Ontem, tanto Fernando Esteves como o seu ex-sócio reagiram nas redes sociais à notícia avançada pela Sábado. O diretor do Polígrafo disse que a empresa de que não era gerente praticamente deixou de funcionar depois de no início ter tido alguma atividade e que, nessa altura, o seu amigo de faculdade Pedro Coelho dos Santos lhe perguntou se podia “faturar as atividades privadas dele através da empresa, uma vez que lhe era benéfico em termos fiscais”. 

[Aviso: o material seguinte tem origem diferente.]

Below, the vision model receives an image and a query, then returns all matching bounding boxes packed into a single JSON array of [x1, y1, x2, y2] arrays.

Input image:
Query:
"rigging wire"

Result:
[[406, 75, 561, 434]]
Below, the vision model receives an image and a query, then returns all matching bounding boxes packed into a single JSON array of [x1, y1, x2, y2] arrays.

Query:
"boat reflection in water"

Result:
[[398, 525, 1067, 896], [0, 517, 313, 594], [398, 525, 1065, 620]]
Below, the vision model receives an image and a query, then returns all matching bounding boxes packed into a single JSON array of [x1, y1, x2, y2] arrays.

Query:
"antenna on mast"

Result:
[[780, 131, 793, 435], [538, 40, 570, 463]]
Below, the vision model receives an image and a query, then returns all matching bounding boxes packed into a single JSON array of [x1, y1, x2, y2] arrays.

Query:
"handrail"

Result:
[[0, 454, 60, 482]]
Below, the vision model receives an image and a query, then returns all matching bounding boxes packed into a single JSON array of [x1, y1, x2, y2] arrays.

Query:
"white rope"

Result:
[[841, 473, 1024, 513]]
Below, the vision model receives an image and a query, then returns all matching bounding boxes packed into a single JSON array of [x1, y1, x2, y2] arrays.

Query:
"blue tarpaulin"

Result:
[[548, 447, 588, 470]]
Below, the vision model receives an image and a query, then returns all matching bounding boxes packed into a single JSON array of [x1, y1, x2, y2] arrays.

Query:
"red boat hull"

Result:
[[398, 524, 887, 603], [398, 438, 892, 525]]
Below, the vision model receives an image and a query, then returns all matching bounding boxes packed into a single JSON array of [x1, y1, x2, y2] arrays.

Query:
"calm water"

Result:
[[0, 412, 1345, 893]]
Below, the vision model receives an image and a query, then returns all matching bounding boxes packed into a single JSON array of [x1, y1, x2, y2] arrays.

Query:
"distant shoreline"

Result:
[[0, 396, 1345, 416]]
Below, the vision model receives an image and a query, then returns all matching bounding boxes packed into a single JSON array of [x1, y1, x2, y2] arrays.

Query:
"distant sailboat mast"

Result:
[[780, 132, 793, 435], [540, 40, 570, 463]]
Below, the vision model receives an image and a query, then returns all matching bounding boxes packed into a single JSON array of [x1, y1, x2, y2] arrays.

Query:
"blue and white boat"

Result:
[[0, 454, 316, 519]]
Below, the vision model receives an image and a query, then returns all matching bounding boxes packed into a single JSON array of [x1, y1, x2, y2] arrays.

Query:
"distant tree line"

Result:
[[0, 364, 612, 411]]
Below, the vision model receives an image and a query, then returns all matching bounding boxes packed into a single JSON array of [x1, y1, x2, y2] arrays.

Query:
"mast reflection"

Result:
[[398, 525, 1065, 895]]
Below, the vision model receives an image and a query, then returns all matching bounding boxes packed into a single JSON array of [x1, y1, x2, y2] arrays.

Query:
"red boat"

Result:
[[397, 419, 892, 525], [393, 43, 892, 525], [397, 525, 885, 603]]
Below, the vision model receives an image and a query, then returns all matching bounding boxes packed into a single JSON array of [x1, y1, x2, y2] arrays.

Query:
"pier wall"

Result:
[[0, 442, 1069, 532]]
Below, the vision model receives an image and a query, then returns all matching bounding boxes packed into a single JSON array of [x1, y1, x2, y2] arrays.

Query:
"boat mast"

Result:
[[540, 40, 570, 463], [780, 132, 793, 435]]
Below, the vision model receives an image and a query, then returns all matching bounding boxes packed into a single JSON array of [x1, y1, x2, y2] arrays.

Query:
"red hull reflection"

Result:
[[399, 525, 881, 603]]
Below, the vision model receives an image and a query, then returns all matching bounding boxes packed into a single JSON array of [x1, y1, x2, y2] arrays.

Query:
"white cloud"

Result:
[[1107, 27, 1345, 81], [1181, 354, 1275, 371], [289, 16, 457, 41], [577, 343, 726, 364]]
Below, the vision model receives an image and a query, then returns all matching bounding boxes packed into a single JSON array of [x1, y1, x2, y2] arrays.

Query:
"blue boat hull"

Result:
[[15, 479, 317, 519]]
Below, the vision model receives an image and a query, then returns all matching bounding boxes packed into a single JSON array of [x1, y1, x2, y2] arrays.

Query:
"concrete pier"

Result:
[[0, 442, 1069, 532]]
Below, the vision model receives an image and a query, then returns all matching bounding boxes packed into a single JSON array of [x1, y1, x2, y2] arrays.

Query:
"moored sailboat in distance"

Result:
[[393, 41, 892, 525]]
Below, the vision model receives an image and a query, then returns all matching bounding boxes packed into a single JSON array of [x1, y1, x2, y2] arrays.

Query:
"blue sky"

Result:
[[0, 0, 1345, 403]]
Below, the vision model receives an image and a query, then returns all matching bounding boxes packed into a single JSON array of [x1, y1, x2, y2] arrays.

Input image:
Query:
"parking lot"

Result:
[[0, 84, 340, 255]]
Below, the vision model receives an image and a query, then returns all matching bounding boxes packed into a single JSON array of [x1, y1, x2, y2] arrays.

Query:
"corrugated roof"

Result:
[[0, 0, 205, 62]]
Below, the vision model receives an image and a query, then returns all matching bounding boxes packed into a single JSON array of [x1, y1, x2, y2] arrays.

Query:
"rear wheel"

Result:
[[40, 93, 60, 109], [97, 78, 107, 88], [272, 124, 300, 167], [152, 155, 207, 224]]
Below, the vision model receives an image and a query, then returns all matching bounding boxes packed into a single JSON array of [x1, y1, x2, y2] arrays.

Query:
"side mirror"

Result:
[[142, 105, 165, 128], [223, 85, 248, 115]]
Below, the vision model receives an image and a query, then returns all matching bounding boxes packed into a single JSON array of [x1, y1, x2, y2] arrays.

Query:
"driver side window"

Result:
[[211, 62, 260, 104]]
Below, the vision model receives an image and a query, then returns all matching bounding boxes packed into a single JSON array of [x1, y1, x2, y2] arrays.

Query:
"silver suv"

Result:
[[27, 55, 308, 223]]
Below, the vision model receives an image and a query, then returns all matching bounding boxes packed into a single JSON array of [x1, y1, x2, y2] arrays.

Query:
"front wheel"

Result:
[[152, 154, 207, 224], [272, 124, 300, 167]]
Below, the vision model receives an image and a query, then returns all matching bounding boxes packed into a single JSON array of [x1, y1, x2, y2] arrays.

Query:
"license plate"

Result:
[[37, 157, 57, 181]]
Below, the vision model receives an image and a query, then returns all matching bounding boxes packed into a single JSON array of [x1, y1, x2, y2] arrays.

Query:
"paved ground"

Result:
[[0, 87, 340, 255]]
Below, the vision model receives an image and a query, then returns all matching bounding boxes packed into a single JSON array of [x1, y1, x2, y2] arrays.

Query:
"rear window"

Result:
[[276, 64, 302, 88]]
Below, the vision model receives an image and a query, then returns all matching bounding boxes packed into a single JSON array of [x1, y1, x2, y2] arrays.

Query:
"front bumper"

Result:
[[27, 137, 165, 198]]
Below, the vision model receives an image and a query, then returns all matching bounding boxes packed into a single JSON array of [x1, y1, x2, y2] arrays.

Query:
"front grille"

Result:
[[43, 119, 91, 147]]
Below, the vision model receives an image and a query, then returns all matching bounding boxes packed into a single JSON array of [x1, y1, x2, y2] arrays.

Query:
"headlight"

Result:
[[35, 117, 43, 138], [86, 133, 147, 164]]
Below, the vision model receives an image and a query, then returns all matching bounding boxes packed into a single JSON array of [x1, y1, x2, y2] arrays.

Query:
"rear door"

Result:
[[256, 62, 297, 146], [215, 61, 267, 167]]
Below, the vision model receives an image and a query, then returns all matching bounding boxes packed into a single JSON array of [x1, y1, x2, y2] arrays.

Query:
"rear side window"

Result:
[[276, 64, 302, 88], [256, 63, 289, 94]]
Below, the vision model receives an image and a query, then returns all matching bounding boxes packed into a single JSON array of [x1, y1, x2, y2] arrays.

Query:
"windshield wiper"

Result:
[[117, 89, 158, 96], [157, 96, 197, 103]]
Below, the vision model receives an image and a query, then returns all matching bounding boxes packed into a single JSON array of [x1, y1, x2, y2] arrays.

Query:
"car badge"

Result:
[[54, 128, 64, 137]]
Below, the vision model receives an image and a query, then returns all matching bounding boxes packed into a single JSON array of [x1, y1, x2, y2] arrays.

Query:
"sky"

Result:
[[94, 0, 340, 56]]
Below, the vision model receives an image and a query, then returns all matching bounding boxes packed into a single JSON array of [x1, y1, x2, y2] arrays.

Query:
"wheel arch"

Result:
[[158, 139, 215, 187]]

Fernando Esteves acrescenta que lhe deu uma resposta positiva “sem lhe perguntar o que quer que fosse, nomeadamente quem eram os seus clientes”.

“Escusado será dizer que nunca ganhei um tostão relacionado com os clientes que ele legitimamente mantinha”, acrescentou ainda. Sobre o encontro em Londres, diz que foi tão secreto que o revelou abertamente no seu livro.

Também o seu ex-sócio reagiu às referências de que ambos são alvo na acusação, atestando que Fernando Esteves nunca soube da assessoria que ele prestava à Octapharma e a Lalanda de Castro e que, por isso, o diretor do Polígrafo “nunca recebeu qualquer tipo de gratificação monetária” por tais serviços.